WORKSHOP | CO-LOCATED WITH ASPLOS 2026

Agentic OS

The 1st Workshop on Operating Systems Design for AI Agents

March 23, 2026
Pittsburgh, USA

Overview

AI agents are rapidly evolving from experimental prototypes to always-on services that autonomously plan, invoke external tools, collaborate, and continuously interact with their environment. This shift challenges traditional operating system abstractions—processes, threads, files, sockets, and resource controllers—which were never designed for dynamic, semantically rich, adaptive agent workloads. To support AI agents at scale, operating systems themselves must become agentic, adapting their abstractions and resource management policies to the semantic behaviors of agents.

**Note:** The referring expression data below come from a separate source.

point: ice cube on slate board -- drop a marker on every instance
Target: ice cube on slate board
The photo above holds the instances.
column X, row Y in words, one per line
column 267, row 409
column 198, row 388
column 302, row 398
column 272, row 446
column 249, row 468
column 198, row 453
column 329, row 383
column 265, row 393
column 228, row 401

The AgenticOS workshop seeks original position papers and experience reports that explore OS-level mechanisms for AI-agent workloads. Our goal is to define the primitives, isolation models, scheduling techniques, and observability mechanisms necessary to build operating systems explicitly tailored to agent-based systems.

Topics of Interest

Topics of interest include (but are not limited to):

  • New OS abstractions for agent execution (process/container/multikernel enhancements)
  • Dynamic sandboxing and lightweight runtimes for securely executing agent-generated code and tasks
  • Semantics-aware resource management and scheduling for dynamic, multi-agent workloads
  • Long-lived state abstractions for managing agent context, prompts, and episodic memory
  • eBPF-driven extensions for real-time observability, adaptation, and constraint enforcement
  • Compiler–OS co-design for adaptive and agent-aware JIT execution strategies
  • GPU and accelerator virtualization for large-scale deployment of agent workloads
  • Security and isolation mechanisms for agent-invoked tools, code, and data flows
  • Agents managing systems: kernel tuning, anomaly detection, resource orchestration, failure recovery, and dynamic policy updates

Submission Guidelines

We solicit two types of submissions:

Track 1

Extended abstracts for talks

1–2 pages (excluding references).

Suitable for early-stage ideas, position statements, ongoing projects, demos, and insights from production systems. We strongly welcome contributions from industry practitioners and the open source community to share real-world experiences and challenges. Accepted abstracts will be presented at the workshop.

Track 2

Short/position papers

Up to 6 pages (excluding references).

Suitable for more complete concepts, research results, experience reports, or comprehensive position papers.

All submissions must follow the ACM double-column conference format. The review process is single-blind, with each submission receiving at least two reviews.

Extended abstracts will appear only on the workshop website unless authors request archival publication.

Frequently Asked Questions

Can I submit work that is already on arXiv?

Yes. Posting on arXiv or other preprint servers does not disqualify a submission.

Can I submit work-in-progress or concurrent submissions?

Yes. We welcome early-stage ideas and ongoing work. Submissions under review at other venues are acceptable.

Will this affect future publication at other venues?

No. This workshop has no formal proceedings. Accepted papers will only appear on the workshop website, which does not preclude future publication at conferences or journals.